(1092) Identification of maternal Alzheimer’s disease risk after an atypical finding on SNP-based prenatal cfDNA screening

A patient was referred for GC due to an AF on cfDNA suggestive of a copy number variant (CNV) on chr 21 of unknown origin. Maternal microarray identified a 3 Mb duplication at 21q21.2q21.3, encompassing the APP gene, which, when duplicated, is associated with autosomal dominant early-onset Alzheimer’s disease (ADEOAD). The patient reported no known prior genetic testing; however, family history was notable for early-onset Alzheimer’s disease. In a subsequent pregnancy, cfDNA screening again identified an AF on chr 21, this time of maternal origin, consistent with a duplication involving the APP gene.

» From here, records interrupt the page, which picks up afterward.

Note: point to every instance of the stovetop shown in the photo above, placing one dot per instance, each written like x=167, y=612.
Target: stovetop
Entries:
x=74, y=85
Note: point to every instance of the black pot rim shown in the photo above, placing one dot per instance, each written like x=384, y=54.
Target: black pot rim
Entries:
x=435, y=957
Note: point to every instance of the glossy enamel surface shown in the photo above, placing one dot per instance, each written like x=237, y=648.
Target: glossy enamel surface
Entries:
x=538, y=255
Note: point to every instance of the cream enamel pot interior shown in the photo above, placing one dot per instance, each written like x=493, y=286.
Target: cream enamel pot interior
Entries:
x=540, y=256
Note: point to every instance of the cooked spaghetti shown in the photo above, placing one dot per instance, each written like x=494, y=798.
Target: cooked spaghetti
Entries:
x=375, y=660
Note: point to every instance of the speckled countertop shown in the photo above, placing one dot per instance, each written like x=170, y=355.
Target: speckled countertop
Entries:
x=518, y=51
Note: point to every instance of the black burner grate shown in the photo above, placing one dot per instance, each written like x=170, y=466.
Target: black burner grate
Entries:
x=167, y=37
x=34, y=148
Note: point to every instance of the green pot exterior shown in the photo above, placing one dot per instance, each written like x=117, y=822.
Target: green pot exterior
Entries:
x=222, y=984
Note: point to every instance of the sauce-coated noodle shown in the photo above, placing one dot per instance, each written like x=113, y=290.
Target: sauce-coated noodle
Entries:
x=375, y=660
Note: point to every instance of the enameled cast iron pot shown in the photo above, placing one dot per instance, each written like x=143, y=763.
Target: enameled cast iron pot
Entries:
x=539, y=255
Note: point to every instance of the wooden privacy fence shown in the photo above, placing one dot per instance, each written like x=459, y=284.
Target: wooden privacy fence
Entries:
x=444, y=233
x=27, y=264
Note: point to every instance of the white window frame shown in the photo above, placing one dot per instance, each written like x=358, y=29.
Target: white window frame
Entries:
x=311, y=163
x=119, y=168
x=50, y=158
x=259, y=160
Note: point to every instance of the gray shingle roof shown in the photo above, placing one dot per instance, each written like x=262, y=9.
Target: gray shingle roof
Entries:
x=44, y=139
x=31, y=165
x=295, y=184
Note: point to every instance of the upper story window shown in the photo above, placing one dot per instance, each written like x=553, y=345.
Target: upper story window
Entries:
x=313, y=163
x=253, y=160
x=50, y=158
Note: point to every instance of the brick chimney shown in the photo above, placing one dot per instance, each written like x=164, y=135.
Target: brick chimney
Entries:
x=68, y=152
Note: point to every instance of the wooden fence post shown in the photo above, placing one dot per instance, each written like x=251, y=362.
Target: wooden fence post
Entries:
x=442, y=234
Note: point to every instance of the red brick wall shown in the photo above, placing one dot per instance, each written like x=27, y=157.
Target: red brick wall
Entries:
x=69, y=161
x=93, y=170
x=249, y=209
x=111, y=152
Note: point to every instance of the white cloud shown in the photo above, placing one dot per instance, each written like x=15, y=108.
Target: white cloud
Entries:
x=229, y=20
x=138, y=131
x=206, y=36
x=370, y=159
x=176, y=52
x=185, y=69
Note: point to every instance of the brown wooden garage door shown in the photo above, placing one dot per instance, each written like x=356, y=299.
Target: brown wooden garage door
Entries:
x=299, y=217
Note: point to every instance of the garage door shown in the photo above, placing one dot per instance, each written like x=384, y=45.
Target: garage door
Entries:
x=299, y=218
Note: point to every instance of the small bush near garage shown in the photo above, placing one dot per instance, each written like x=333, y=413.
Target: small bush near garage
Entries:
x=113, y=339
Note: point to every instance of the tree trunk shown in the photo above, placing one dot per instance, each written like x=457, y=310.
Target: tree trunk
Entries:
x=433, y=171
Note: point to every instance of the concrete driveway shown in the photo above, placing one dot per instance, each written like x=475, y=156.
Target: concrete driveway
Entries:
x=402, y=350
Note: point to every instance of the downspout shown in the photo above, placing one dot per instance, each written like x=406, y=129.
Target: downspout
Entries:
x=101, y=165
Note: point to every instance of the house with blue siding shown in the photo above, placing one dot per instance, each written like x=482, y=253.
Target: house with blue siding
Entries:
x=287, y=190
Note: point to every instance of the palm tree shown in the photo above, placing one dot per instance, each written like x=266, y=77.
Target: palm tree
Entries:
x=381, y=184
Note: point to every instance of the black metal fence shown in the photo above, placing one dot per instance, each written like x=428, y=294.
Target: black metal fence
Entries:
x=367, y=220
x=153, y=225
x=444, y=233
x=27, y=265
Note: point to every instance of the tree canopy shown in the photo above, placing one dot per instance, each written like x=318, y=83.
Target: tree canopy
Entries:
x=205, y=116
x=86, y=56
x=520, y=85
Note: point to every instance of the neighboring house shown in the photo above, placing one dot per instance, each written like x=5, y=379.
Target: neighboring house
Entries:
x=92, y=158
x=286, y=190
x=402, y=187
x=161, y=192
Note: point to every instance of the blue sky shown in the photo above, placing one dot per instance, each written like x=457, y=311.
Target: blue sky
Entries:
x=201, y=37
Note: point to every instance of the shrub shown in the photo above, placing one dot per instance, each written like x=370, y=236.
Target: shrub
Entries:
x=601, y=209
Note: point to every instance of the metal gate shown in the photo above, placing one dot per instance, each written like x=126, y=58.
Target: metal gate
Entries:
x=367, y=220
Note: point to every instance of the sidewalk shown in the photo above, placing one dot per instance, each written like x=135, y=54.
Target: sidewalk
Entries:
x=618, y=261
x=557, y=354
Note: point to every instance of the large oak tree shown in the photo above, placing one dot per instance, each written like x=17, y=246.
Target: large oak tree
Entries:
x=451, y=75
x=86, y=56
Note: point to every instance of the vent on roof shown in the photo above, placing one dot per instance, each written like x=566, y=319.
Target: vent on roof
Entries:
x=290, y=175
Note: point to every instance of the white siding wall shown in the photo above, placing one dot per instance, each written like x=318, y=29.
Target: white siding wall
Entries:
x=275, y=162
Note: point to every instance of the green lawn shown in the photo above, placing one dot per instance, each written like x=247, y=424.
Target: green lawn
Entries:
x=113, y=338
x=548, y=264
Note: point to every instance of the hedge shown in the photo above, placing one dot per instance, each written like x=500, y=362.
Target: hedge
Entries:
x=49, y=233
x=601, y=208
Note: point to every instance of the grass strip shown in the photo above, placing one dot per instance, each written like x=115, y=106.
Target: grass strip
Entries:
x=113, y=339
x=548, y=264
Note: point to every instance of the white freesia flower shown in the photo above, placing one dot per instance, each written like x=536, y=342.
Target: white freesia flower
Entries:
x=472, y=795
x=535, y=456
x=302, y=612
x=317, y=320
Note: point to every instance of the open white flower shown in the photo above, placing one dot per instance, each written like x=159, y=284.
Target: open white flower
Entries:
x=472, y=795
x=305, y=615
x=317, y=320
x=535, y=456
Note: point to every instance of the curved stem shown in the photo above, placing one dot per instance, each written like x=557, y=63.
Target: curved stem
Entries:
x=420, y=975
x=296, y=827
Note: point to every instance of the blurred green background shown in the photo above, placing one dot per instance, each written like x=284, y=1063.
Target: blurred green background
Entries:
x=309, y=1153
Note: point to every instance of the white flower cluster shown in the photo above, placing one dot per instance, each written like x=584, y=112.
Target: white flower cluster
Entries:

Her sister had previously been referred for GC after an AF on cfDNA suggestive of a CNV on chr 21 of unknown origin. No follow-up testing was performed at that time. During a subsequent pregnancy, she was referred again, and maternal microarray identified the same CNV that had previously been identified in her sister.

Conclusion:
This case series highlights how delayed diagnoses, such as maternal APP duplication associated with ADEOAD, may stem from limitations in early recognition and follow-up. As chr21 is routinely assessed in prenatal cfDNA screening, the incidental detection of AFs may reveal clinically relevant information for both mother and fetus. To facilitate timely diagnosis and informed reproductive decision-making, pre-test counseling should address the possibility of AFs, with prompt referral for GC and appropriate clinical follow-up when they are identified.